As I worked my way through my twenties, though, I began to
understand that the world is not neat and tidy. In fact, more often than not, the
world is one hot freaking mess. I began to appreciate that life can be
complicated, that our lives play out in various shades of gray. I better
understood why marriages sometimes fail (including one of my own, at age 24, although
thankfully no children were involved). With maturity and life experience, with
time and distance, I gradually judged my father – and people generally – less
harshly. Everyone has their own struggles and secrets. The border between good
and bad is not always well defined and we can often be both. And while I began
to view my father in a more forgiving light, I still struggled to square my
acceptance of him as a father with the fact that he left.
Then one day in Denver I watched Tiger Woods blow up The Masters on TV with my dad. It
was special to watch an amazing and historic moment with
someone who appreciated that moment as much as I did. Feeling comfortable
talking and laughing with my dad seemed natural. The day reminded me of all the
things that I appreciated most about my dad. His wit. His smile. His laugh. His skepticism that stopped just short of cynicism.
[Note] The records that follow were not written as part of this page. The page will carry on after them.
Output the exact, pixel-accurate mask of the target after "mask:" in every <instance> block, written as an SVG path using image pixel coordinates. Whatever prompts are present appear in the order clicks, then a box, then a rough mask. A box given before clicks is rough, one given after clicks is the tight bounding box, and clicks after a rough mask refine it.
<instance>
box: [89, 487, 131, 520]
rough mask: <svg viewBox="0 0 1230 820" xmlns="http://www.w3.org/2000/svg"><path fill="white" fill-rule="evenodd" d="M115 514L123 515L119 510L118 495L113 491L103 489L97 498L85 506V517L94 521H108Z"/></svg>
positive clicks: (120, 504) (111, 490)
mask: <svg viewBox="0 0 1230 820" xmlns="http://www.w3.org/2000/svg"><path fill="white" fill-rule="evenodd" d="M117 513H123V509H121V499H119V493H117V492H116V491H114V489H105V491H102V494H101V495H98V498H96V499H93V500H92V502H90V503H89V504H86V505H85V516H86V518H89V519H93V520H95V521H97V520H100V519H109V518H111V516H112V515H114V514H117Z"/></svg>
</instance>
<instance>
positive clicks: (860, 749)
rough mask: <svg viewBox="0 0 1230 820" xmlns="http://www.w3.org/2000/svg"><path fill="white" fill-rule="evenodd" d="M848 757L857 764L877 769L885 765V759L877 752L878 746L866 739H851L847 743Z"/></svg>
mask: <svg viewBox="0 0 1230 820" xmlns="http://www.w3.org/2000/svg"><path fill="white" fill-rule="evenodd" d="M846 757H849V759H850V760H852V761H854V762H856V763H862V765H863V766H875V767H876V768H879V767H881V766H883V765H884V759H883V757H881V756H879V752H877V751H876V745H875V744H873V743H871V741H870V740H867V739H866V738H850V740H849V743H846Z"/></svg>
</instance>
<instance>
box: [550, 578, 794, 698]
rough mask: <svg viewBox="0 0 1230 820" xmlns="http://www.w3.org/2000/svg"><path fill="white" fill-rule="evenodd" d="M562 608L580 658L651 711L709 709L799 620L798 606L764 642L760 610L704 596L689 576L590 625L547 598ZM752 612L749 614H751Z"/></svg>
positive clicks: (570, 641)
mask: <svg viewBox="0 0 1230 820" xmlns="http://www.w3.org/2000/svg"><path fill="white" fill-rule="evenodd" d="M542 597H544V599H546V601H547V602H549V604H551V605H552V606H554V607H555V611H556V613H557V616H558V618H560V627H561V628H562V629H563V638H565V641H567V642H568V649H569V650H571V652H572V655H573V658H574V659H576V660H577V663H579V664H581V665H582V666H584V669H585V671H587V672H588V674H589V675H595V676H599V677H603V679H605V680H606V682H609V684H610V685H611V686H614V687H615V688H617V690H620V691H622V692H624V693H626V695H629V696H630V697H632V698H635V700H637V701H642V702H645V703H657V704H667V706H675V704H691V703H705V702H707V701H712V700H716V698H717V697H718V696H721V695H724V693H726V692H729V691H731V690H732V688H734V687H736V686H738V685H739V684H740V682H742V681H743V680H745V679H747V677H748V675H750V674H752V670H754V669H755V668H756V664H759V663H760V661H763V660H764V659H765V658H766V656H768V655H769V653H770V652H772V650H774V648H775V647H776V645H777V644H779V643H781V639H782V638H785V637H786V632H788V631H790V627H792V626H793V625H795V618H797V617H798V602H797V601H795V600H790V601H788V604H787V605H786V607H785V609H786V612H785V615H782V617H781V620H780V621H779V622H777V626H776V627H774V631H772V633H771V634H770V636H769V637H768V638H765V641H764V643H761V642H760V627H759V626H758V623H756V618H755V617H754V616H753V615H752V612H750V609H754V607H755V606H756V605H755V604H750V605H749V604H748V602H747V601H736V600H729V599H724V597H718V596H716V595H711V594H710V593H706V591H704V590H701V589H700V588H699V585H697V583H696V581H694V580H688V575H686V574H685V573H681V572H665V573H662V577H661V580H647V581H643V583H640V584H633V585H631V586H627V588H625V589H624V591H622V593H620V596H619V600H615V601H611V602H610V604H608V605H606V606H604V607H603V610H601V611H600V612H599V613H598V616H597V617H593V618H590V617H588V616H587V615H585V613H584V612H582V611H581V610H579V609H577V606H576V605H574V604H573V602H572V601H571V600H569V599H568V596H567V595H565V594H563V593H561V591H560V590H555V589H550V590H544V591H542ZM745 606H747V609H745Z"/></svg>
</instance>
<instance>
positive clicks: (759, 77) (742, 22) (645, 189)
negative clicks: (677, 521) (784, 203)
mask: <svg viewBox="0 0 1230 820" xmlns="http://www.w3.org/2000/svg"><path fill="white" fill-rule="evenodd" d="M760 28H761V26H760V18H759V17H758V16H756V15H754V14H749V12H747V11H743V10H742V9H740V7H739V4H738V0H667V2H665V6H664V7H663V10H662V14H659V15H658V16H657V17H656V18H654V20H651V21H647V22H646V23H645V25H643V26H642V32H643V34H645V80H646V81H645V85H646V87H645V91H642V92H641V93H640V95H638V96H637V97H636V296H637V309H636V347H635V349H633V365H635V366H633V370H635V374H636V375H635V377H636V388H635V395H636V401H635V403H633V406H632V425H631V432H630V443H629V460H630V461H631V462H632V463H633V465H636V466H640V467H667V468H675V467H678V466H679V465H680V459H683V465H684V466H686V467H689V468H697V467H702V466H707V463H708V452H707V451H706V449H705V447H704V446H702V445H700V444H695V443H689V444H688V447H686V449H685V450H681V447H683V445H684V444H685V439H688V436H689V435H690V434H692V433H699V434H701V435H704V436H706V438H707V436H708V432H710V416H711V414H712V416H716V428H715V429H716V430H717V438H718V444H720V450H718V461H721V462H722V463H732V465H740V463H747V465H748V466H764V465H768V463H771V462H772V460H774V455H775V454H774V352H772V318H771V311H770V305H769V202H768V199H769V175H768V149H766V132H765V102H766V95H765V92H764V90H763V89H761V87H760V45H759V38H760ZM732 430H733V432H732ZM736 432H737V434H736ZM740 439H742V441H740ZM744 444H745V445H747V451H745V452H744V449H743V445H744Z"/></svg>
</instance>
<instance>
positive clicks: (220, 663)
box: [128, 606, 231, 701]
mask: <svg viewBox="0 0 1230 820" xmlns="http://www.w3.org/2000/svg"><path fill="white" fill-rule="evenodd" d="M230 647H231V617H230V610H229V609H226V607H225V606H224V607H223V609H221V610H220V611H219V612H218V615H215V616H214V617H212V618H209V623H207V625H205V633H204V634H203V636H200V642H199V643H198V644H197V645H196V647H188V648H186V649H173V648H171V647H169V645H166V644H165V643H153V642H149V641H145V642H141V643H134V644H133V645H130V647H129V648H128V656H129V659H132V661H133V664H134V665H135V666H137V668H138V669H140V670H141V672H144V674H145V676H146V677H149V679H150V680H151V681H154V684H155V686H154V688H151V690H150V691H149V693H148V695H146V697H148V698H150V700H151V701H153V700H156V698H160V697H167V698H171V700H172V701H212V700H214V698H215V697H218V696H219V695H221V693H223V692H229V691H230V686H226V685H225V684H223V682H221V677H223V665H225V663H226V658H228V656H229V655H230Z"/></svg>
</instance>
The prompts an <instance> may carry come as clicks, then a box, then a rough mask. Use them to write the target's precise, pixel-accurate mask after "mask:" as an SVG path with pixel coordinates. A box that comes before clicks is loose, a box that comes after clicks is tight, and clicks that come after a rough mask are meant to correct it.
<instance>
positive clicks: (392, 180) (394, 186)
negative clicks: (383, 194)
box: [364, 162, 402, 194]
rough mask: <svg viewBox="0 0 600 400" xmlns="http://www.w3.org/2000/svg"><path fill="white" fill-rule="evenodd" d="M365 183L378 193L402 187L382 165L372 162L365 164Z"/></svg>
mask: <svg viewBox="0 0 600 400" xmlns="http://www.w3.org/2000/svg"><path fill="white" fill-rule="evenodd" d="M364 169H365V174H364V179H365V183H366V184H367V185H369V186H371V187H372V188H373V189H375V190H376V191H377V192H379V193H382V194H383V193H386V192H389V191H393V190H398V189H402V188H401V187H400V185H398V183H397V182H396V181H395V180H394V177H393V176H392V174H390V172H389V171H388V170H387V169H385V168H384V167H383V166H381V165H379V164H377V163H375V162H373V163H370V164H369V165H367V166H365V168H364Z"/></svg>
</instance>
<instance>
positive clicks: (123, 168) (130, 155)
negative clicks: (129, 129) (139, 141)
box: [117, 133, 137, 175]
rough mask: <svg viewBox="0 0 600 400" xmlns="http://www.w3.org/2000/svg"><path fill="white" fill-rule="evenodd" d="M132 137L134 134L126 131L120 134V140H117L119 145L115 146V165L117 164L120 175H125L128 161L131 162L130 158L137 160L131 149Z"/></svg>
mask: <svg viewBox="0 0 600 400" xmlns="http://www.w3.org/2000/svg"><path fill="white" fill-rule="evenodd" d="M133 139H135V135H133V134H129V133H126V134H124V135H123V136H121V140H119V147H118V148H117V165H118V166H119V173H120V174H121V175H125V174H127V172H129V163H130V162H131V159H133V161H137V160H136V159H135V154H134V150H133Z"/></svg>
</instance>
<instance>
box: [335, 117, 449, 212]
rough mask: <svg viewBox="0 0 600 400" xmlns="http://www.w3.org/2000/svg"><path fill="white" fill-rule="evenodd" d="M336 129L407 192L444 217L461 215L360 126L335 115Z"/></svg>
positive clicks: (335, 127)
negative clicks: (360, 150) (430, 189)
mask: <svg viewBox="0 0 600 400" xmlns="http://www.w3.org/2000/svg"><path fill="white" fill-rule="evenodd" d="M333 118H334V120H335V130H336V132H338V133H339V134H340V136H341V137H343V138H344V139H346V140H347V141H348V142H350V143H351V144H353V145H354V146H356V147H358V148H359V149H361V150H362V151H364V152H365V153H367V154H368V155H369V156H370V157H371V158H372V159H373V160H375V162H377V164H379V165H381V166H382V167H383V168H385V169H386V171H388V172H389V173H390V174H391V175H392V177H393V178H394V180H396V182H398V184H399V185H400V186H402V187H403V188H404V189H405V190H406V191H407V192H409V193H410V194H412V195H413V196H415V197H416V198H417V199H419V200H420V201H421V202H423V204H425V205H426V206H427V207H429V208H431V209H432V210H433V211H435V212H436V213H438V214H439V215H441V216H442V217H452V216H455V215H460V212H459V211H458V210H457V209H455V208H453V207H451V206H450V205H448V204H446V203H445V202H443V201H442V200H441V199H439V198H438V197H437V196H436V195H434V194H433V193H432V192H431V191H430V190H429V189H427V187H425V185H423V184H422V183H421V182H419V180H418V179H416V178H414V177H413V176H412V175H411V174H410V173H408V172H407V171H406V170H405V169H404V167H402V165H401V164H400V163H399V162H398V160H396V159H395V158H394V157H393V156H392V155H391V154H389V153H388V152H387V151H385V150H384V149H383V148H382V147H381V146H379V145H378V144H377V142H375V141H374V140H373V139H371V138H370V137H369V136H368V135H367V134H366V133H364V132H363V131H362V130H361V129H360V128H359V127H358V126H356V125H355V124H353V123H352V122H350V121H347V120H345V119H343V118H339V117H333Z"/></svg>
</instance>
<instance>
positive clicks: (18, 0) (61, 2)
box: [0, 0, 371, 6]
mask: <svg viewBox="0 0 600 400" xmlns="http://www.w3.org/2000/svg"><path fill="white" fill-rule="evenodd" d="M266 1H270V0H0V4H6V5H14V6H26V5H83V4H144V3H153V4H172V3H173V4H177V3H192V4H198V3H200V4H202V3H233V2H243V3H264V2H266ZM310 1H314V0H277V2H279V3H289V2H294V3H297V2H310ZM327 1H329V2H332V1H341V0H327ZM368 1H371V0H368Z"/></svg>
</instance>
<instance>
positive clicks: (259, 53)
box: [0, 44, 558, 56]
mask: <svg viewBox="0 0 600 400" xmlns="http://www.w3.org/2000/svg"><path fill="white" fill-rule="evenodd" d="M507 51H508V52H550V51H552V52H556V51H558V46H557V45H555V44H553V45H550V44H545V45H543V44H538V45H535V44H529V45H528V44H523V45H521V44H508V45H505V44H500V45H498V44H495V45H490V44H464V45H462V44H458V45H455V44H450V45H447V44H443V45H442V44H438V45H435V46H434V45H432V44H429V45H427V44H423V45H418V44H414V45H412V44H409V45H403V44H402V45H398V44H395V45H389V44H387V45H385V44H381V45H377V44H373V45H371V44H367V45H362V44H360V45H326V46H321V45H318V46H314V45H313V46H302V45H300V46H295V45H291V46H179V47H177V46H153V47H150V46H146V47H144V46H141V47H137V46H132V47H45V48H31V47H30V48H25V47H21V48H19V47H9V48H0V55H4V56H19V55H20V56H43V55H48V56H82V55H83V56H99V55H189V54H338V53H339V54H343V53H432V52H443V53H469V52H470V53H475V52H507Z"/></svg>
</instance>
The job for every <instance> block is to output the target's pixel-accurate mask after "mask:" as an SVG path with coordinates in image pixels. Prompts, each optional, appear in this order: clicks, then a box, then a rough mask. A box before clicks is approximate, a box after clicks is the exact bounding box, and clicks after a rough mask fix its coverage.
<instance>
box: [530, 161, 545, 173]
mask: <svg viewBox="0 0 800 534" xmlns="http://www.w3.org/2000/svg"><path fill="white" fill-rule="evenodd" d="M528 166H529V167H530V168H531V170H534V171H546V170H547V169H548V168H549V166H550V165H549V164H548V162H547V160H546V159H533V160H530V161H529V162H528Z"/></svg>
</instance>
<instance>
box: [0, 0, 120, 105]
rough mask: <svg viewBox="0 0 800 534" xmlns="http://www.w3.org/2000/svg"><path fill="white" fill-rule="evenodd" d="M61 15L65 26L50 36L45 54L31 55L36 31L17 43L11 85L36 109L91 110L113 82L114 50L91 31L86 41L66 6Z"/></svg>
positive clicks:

His curiosity – he asked questions, he talked
with you and not at you. Even though he left when I was a kid, I could still
recognize some of me in him. It was the day I started to allow my lingering
resentment to slip away, to not matter. To love my father for who he was and to
accept the good with the not-so-good. All of it was part of him, much of it is part
of me.
I never said any of this to my dad that day, or any other
day, to be honest. I don’t think I realized myself how I had changed that day
until sorting out my thoughts with my wife, Carissa, probably the only person I
trust completely with my inner thoughts, on our drive back to Laramie from
Denver that evening. I had a sense of
peace and relief that was unfamiliar after time with my dad. On the three hour drive I began to
identify and sort through those emotions and feelings. I know it’s a cliché,
but it was liberating to stop hoarding my collection of blame and resentment
toward my father and let it go. (Fuck, I sound like a Disney movie.)
I didn’t know at the time but that day in Denver watching
The Masters would be the last day I would spend with my father in person. He
died the next summer at age 59 at a hospital in Oregon of complications related
to heart failure.
My father died three days before I started my first year of law school and nearly three years before the birth of
my oldest daughter, who is now 13 – the same age I was when my parents
divorced. Carissa and I have a second daughter who is seven. I hope my own daughters
remember their childhoods warmly, as I remember most of mine. When I think of my dad,
which I do often, I don’t forget the darker times, the times with a father that
never were because he wasn’t there. But I also think about the better times and I hope that perhaps there are lessons
that I can learn from both. I remember times, before he left, how he
could make me feel proud of myself and safe and loved unconditionally. Every year during The Masters, I think about my dad.
I don’t pretend to know what it all means, my dad's conflicted legacy as a father and how it affects or doesn't affect me. But when The
Masters rolls around each year, I think about my dad and our day in Denver, and am not above shedding a few tears. Some because I miss him, some because I love him, and some
because I’m a parent and love my girls. I know he would be pleased if I do a
better job at being a dad than he did. And in turn I will be pleased if my
girls love me in spite of my flaws.
Incredible, Clark. Vulnerability is vastly underrated.